MERCI RAYMOND, MERCI DUFFAUT : FAU(S)T
Il a régné pendant trente-cinq sur les romaines Chorégies d’Orange dont il a fait un empire indiscuté du chant, et en a démissionné dignement pour des raisons politiques, disons, éthiques, avant terme, en mars 2016. En popularisant en ce lieu l’opéra, en le popularisant par les médias, Duffaut a su incarner pour des millions de spectateurs, cet élitisme pour tous dont rêvait Malraux. Un élitisme républicain d’une qualité à l’échelle du lieu, à tous niveaux : mises en scène, lumières, et, surtout artistes, voix que son oreille infaillible a su dénicher et porter aux nôtres pour leur permettre d’ici un envol primordial. Et d’abord, par le banc d’essai de la scène d’Avignon. Car pendant quarante-trois ans, il a présidé aux destinées artistiques de l’Opéra d’Avignon, devenu justement Grand Avignon, qu’il a élevé en royaume lyrique tout aussi indiscutable, le dotant d’un orchestre, d’un chœur et d’un ballet permanents, rare privilège aujourd’hui. Un bilan extraordinaire : quatre-mille cinq-cents spectacles et quelque quatre millions de spectateurs, heureux, reconnaissants. Qui le lui ont prouvé par des ovations interminables lors de deux mémorables soirées.
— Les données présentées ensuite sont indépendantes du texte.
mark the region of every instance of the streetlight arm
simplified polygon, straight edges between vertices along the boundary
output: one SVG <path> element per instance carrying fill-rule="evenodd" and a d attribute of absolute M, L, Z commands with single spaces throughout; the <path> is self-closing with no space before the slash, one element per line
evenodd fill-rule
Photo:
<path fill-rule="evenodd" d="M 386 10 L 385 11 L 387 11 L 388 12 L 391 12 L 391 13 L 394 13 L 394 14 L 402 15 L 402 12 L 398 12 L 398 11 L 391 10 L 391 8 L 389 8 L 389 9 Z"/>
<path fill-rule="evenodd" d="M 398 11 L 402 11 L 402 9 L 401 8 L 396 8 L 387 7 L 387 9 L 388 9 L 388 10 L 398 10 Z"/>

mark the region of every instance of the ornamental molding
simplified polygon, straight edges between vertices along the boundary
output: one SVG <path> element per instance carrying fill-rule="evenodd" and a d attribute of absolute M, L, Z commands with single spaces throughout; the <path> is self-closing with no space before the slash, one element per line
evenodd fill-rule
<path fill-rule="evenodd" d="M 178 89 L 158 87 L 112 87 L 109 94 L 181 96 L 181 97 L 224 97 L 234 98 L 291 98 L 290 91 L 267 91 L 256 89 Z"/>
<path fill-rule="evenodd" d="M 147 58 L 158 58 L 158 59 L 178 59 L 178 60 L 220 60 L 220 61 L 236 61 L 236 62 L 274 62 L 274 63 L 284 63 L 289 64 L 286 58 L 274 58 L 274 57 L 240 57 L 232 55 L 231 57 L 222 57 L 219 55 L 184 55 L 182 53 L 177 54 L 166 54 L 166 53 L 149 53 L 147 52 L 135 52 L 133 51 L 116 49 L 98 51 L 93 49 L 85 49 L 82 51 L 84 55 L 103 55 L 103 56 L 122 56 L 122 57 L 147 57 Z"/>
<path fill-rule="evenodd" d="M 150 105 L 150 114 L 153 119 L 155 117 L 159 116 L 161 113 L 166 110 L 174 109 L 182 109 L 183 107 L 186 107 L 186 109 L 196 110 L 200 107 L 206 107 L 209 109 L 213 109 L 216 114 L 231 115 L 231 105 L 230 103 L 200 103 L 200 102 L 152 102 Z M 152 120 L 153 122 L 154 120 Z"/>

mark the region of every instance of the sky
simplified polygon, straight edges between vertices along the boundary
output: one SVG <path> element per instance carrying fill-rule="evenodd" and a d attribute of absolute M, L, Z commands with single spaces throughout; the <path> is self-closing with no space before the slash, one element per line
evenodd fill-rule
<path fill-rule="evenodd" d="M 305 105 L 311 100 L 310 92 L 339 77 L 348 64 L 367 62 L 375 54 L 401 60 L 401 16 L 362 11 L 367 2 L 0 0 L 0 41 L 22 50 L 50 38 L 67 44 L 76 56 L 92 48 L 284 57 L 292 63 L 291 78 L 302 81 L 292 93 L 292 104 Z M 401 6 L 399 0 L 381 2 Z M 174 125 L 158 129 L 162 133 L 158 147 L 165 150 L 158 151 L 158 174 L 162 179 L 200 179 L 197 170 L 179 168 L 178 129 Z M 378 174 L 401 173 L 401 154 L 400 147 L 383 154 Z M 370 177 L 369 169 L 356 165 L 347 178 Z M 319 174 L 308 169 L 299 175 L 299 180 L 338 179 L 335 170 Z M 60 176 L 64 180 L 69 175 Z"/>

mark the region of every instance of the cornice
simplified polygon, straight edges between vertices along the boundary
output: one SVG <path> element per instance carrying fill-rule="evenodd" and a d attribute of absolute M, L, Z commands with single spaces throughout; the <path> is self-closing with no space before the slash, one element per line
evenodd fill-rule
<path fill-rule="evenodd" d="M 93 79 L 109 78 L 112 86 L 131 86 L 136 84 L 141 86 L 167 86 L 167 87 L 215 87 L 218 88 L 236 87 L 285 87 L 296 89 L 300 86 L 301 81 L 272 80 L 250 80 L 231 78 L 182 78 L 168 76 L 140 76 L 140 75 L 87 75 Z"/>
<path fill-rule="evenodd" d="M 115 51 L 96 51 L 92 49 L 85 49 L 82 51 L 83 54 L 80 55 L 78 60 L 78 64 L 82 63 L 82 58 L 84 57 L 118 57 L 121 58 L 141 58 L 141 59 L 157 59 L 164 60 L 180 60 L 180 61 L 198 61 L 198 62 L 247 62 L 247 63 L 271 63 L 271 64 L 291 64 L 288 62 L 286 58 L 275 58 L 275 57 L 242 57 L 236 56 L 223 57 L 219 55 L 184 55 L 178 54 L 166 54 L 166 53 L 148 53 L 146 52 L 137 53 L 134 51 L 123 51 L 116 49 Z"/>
D’abord, la dernière de Faust qui, il n’y a pas de hasard, selon son simple et touchant aveu, avait ouvert ses yeux et ses oreilles d’enfant, en 1949, au monde lyrique et qui clôt, ce jour, sa longue carrière militante en ce lieu. Puis, « Avant de quitter ces lieux », le concert exceptionnel, cadeau surprise du 16 juin d’un nombre, innommable par la quantité, une cinquantaine d’artistes, chefs, chanteurs lyriques, sans oublier les danseurs, qu’il a lancés ou contribué à leur carrière internationale, qui ont tenu à venir lui témoigner leur, disons-le, affection et fidélité. Un concert, organisé par Nadine et Sophie Duffaut, présenté par Alain Duault, commencé à 18h30, terminé à près de une heure du matin, et poursuivi ensuite avec un cocktail amical, familial.
Raymond Duffaut reste Président du Centre français de promotion lyrique : au service toujours des jeunes talents.
Ce Faust marque aussi la fermeture de l’Opéra Grand Avignon pour deux ans, pour travaux.